Forget the 4-day workweek — one restaurant owner cut it down to 3 days
As more businesses across America experiment with a four-day workweek, one Miami-area restaurant owner is taking the concept even further.
Justin Lindsey, who owns a Chick-fil-A restaurant in Kendall, Florida, is allowing employees to work the equivalent of a full 40-hour week in just three days, with four days off. He hit upon the idea of an ultra-condensed and unchanging schedule this winter, when the restaurant had been open for about half a year.
"They could plan their life around it — they could plan vacation, child care, school," said Lindsey, 42, of employees who opted for a three-day week. "I wanted them to be able to look out six months from now and know what days they were going to work."

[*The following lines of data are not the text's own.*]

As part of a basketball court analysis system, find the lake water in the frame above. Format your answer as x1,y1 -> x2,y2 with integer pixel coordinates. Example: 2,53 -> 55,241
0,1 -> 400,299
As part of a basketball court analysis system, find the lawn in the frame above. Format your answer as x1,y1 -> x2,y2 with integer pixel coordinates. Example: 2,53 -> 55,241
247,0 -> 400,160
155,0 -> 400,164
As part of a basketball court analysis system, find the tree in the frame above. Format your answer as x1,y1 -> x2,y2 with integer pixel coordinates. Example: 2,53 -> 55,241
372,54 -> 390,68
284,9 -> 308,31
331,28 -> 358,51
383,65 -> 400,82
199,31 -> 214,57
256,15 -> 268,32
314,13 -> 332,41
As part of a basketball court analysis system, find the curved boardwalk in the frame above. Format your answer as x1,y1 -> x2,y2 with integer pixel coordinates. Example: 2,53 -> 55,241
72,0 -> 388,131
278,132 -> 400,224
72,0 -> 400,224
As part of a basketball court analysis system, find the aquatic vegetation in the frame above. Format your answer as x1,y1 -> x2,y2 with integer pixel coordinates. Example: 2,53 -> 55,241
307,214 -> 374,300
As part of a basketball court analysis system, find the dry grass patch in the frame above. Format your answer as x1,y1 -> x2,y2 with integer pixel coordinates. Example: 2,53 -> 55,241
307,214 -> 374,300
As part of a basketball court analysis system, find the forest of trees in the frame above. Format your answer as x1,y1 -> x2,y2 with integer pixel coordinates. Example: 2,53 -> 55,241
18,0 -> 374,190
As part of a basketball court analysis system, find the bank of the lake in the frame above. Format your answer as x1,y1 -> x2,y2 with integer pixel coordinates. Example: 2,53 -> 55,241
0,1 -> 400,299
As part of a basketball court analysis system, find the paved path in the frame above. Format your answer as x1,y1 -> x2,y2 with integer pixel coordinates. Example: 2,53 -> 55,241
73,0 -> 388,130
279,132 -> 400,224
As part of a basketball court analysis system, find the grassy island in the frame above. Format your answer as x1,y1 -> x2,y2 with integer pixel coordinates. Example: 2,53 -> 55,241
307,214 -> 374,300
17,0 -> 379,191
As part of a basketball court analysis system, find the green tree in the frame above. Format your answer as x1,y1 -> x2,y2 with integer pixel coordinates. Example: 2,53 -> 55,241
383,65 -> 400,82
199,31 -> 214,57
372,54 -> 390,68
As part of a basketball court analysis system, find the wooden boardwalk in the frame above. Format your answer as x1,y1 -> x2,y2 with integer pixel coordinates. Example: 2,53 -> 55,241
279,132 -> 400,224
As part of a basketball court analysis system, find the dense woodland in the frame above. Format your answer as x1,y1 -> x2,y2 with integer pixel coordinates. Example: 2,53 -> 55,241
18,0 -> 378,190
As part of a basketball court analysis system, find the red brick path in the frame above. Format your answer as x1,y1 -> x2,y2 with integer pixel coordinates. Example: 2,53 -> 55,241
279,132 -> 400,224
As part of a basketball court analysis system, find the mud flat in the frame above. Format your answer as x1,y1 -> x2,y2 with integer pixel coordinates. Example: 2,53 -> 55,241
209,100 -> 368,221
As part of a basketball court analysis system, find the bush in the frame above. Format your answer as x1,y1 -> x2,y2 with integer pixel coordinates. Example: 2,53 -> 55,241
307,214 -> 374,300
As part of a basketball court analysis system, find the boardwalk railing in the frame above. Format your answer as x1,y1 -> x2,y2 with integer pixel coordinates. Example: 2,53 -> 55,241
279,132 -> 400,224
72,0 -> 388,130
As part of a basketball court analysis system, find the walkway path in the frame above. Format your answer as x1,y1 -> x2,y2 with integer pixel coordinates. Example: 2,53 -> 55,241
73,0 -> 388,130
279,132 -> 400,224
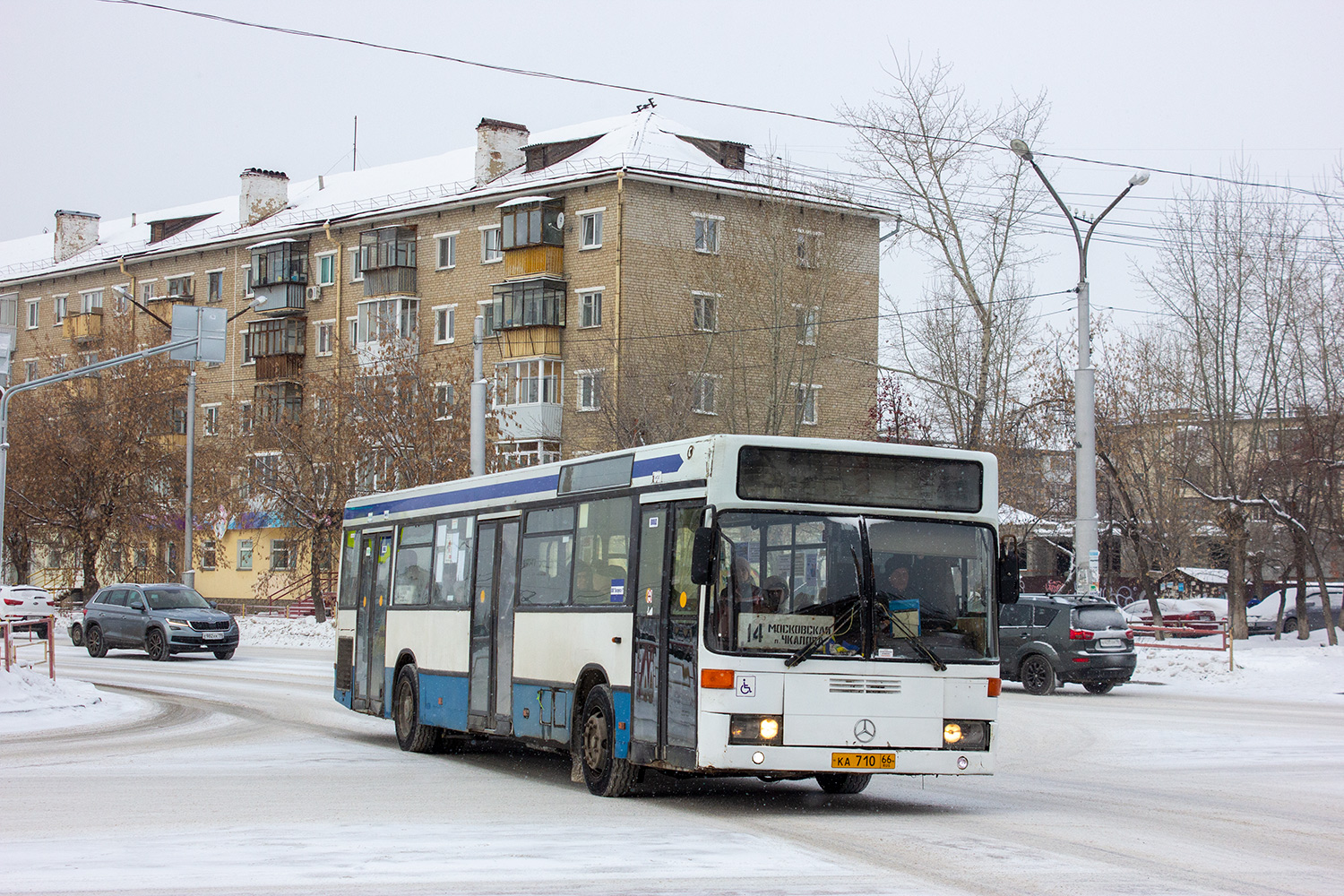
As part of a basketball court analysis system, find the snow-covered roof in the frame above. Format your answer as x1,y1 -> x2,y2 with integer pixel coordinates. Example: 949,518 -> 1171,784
0,108 -> 892,280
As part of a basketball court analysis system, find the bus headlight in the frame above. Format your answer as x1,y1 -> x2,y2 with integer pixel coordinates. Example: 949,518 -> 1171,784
943,719 -> 989,750
728,713 -> 784,745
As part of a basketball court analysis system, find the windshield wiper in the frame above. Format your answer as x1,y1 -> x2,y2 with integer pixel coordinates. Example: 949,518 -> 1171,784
882,607 -> 948,672
784,595 -> 859,669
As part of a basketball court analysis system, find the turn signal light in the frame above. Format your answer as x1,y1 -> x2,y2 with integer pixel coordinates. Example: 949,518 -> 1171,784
701,669 -> 733,691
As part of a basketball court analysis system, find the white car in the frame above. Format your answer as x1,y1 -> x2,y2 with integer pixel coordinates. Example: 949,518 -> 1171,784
1246,582 -> 1344,634
0,584 -> 56,638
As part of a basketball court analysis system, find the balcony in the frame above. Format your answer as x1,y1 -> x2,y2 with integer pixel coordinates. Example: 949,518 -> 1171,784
504,246 -> 564,278
359,227 -> 416,298
247,317 -> 308,382
62,307 -> 102,342
252,239 -> 308,314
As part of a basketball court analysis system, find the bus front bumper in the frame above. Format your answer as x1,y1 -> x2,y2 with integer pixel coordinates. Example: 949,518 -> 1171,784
701,745 -> 995,775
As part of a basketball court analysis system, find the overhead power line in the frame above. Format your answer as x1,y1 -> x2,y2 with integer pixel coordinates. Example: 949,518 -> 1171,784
97,0 -> 1340,199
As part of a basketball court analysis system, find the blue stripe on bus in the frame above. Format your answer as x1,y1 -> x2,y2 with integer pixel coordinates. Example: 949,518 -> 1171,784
612,691 -> 631,759
419,672 -> 467,731
344,452 -> 685,521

It took several weeks to bring his staff around to the idea, said Lindsey. In particular, he said workers were incredulous that they wouldn't be "on call" on their days off and required to come in on short notice if the restaurant was shorthanded — a common practice at fast-food restaurants as well as among large retailers.
But months into the experiment, Lindsey said it's working better than he could have imagined.
"We have a manager who's from Scotland — he's taken two trips back to Scotland this year and he still has PTO available," he said, noting that another manager was able to graduate from the University of Central Florida thanks to her three-day schedule and intends to keep it while she pursues a master's degree.
To accommodate the shorter week, Lindsey created several "pods" of employees who would each work three extra-long shifts a week, rotating to spread out weekend shifts equally. So far, about a quarter of the restaurant's roughly 160 employees have shifted to the three-day schedule, according to Lindsey.
The three-day schedule is made easier because his restaurant, like all Chick-fil-As, is closed on Sundays. That means six work days can be evenly split among two working pods. One set of employees works Monday through Wednesday, while the other works Thursday through Saturday the groups switch periodically so the burden of working Saturdays, the busiest day, is spread evenly.
Longer days
The tradeoff of fewer shifts, of course, is longer hours. Each shift of a three-day schedule can be a potentially grueling 13 to 14 hours.
"It does take a little bit of an adjustment," Lindsey said, but added that most of the staffers working a three-day week were already working long days, so the additional stretch was manageable.
For his restaurant, the chief benefit is consistency, said Lindsey. Previously, there would be kinks in service because staff would be working different, overlapping shifts.
"For [workers] it's great because they know what the schedule is, and for us it's great because we can stretch the shift to cover all our peaks during the day," he said. "In the traditional schedule, managers would come and go throughout the day. Someone would come in to open and leave at 1 p.m., someone else would come in at noon and leave at 10."
A Chick-fil-A corporate spokesperson said no other restaurant in the franchise has tried to implement a three-day week. But Lindsey said many other Chick-fil-A owners have expressed interest and contacted him for help implementing the scheduling policy.
Lindsey's novel approach could also prove useful in attracting workers. He told CBS MoneyWatch that he's been flooded with applications since posting some open jobs. In one week, the restaurant got nearly 430 applications for the positions, which pay $15 to $17 an hour and include health benefits.
Restaurant trade publication QSR reported that Lindsey's location is on track to pull in $17 million in sales this year — more than double the $8 million a year average for a single location.
Lindsey has 12 years of restaurant experience, all of them with Chick-fil-A. (He owned a mall restaurant for 11 years before switching to the Kendall location in 2021.) His unusual schedule is in sharp contrast with the trend in the food service world toward just-in-time scheduling, in which staff work unpredictable and irregular schedules, supposedly as a way to better accommodate the ebb and flow of business.
"Your time doesn't belong to me because you work for me — it's your time," Lindsey said. "I"ve made that mistake before. I've sacrificed time with my family for the business. And that's time that is precious, that you can't get back."